La última cena de Jesús y sus discípulos fue una cena singular. Era la última, él revelaría quién sería el traidor e instituiría la cena del nuevo pacto. Después de partir el pan y tomar el vino, cuando finalizaron el evangelio de Mateo dice: “Y después de haber cantado el himno salieron al monte de los olivos” (Mateo 26:30).

¿Sabía usted que Jesús cantaba? Este es el único pasaje de los evangelios que dice claramente que Jesús lo hacía. Y seguramente no fue la única vez. La cultura judía de la época era una cultura muy musical, rica en danza y cantos. ¿Qué más se podía esperar de la nación que dio a luz el libro de poemas y canciones más famoso del planeta: Los Salmos? ¿Qué más se podía esperar del pueblo que vio nacer al salmista más famoso de todos los tiempos: el rey David?

Jesús cantó pero no solo esa vez. Aunque los documentos del Nuevo Testamento solo nos muestran a Jesús cantando durante la última cena podemos deducir que lo hizo en las pascuas anteriores a lo largo de su vida y en todas las fiestas judías que él participó desde su niñez. Eso sin contar las veces que pudo haber cantado en las celebraciones que a menudo era invitado y ni se diga cuando entonaba algunos Salmos de adoración durante sus momentos de oración privada con el Padre.

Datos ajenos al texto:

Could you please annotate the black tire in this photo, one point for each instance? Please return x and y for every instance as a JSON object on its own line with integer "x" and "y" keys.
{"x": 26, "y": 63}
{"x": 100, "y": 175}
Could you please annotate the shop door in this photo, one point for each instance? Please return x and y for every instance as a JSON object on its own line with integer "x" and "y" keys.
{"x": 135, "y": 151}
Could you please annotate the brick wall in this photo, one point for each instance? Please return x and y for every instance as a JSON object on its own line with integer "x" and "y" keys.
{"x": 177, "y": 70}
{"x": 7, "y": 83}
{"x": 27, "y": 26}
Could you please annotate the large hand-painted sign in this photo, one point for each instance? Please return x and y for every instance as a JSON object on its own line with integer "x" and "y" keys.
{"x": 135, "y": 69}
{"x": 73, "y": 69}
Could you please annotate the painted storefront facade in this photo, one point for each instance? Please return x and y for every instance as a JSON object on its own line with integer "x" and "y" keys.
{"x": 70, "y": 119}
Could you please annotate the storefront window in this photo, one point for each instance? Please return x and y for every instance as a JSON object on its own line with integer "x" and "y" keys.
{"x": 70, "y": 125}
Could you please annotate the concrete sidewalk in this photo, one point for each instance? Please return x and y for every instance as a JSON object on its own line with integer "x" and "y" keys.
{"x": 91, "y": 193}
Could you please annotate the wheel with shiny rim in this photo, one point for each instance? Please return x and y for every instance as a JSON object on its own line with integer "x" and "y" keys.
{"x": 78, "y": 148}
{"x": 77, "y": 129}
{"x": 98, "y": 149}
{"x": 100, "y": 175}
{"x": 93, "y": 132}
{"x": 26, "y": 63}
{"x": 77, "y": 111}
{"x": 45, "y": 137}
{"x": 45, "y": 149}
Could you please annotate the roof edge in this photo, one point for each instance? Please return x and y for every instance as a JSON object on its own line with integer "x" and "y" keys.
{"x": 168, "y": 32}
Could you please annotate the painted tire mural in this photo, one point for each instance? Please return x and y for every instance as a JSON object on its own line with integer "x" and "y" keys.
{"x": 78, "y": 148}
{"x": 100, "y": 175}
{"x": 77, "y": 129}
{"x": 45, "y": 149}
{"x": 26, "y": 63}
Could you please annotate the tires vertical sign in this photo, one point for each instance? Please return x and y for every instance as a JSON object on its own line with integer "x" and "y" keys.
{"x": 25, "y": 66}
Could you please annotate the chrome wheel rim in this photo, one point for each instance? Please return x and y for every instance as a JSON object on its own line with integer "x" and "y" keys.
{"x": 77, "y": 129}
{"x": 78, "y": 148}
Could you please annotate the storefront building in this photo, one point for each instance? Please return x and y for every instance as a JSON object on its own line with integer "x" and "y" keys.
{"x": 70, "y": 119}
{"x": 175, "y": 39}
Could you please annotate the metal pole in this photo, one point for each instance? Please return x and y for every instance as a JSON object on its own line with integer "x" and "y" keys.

Los comentaristas bíblicos afirman que “el himno” o “salmo” (según otras traducciones) que Jesús cantó fueron los salmos que habitualmente se cantaban durante la cena de la Pascua. La cena pascual solía iniciarse cantando el Salmo 113 y 114 y se finalizaba cantando del 115 al 118. Esto significa que la última cena de Jesús y sus discípulos estuvo rodeada de canciones.

Si revisa el Salmo 113 y 114 son estímulos a la alabanza a Dios por las maravillas que realizó en Egipto y durante el Éxodo. ¿De qué hablan los Salmo 115-118? Revíselos, léalos, imagine a Cristo cantando estos Salmos. Pero cuando lo haga recuerde que él está a punto de ponerse en pie y dirigirse a Getsemaní con sus discípulos.

Me llama poderosamente la atención que entre esos Salmos el 116:13-14 diga: “Tomaré la copa de la salvación e invocaré el nombre del Señor. Ahora pagaré mis votos al Señor delante de todo su pueblo”. ¿Qué habrá pasado por la mente de Jesús al entonar estos versos? ¿Habrá asociado la copa de dicho salmo con la copa que estaba a punto de beber? ¿Qué promesa habrá hecho al Padre y que cumpliría ante la mirada de todos?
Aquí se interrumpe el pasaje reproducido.